Walk into the District Six Museum and look down. The floor is covered with a large map of the neighborhood, and scattered across it in handwriting that ranges from careful to shaky are notes left by former residents. "My house was here." "We lived on this corner." "This is where I grew up." Each annotation marks the spot where someone's life was uprooted by the apartheid government's Group Areas Act, which declared this vibrant, multiracial community a whites-only zone and bulldozed it into rubble. The museum occupies a former Methodist church on Buitenkant Street, a building that survived the demolitions only because it was a place of worship. Since 1994, it has served as the neighborhood's memory - a place where the community that was scattered to the Cape Flats can come back, point to a spot on the floor, and say: I was here.
The District Six Foundation was established in 1989, five years before the end of apartheid, by former residents who refused to let the demolitions be the final word. The museum itself opened in 1994, the year South Africa held its first democratic elections. Its founding was an act of defiance: the apartheid government had spent two decades trying to erase District Six from the map, renaming it Zonnebloem, clearing the land, selling parcels to white buyers. The museum declared that a community is more than its buildings, that identity survives displacement, and that memory is a form of resistance. In 2003, the Netherlands honored the museum with a Prince Claus Award, recognizing its role in preserving cultural heritage against deliberate destruction.
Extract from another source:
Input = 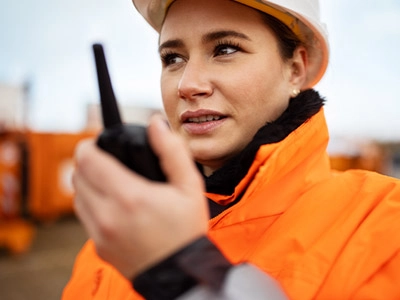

Old street signs salvaged from the demolitions hang on the walls. Photographs show the neighborhood as it was: crowded, colorful, alive with the energy of a community where people of every background lived side by side. Among the most famous former residents was Abdullah Ibrahim, the jazz pianist known internationally as Dollar Brand, whose music carries the rhythms and melodies of the Cape Malay, African, and European cultures that mixed in District Six. The museum displays historical declarations, family photographs, exhibits about the lives of displaced families, and documentation of the demolition itself. It does not soften the story. Visitors see the bureaucratic machinery of forced removal - the notices, the orders, the legal language that turned homes into rubble.
The District Six Museum is not a place that locks history behind glass. It runs programs for current residents of the area, working on housing construction, environmental planning, and community arts projects in music, literature, and visual art. Its stated goal is to join people into a community built on respect for dignity, identity, and the coexistence of different races - the very values that apartheid sought to destroy. Former residents return to lead tours, telling visitors stories that no exhibit panel can capture: the smell of a neighbor's cooking, the sound of music drifting from a window, the particular quality of light on a Saturday afternoon in a neighborhood that no longer exists except in the minds of those who lived there.
The floor map remains the museum's most powerful exhibit. It works because it is participatory - former residents are invited to mark where they lived, to write their names and memories directly onto the map. Over the years, the annotations have accumulated into a dense palimpsest of individual grief and collective identity. No two notes are alike. Some are simple addresses. Others are longer, describing a tree, a shop, a view from a window. Together they form a portrait of a community that the apartheid state tried to delete from existence but that persists in handwriting on a museum floor, stubbornly legible, impossible to bulldoze.
The District Six Museum (33.928S, 18.424E) is located on Buitenkant Street in central Cape Town, in a former Methodist church. It sits at the western edge of the District Six area, close to the Cape Town CBD. The largely vacant land of the former District Six neighborhood is visible from altitude as an unusually empty zone between the city center and the lower slopes of Devil's Peak. Cape Town International (FACT/CPT) is approximately 17km to the east. Table Mountain (1,085m) dominates the skyline to the southwest.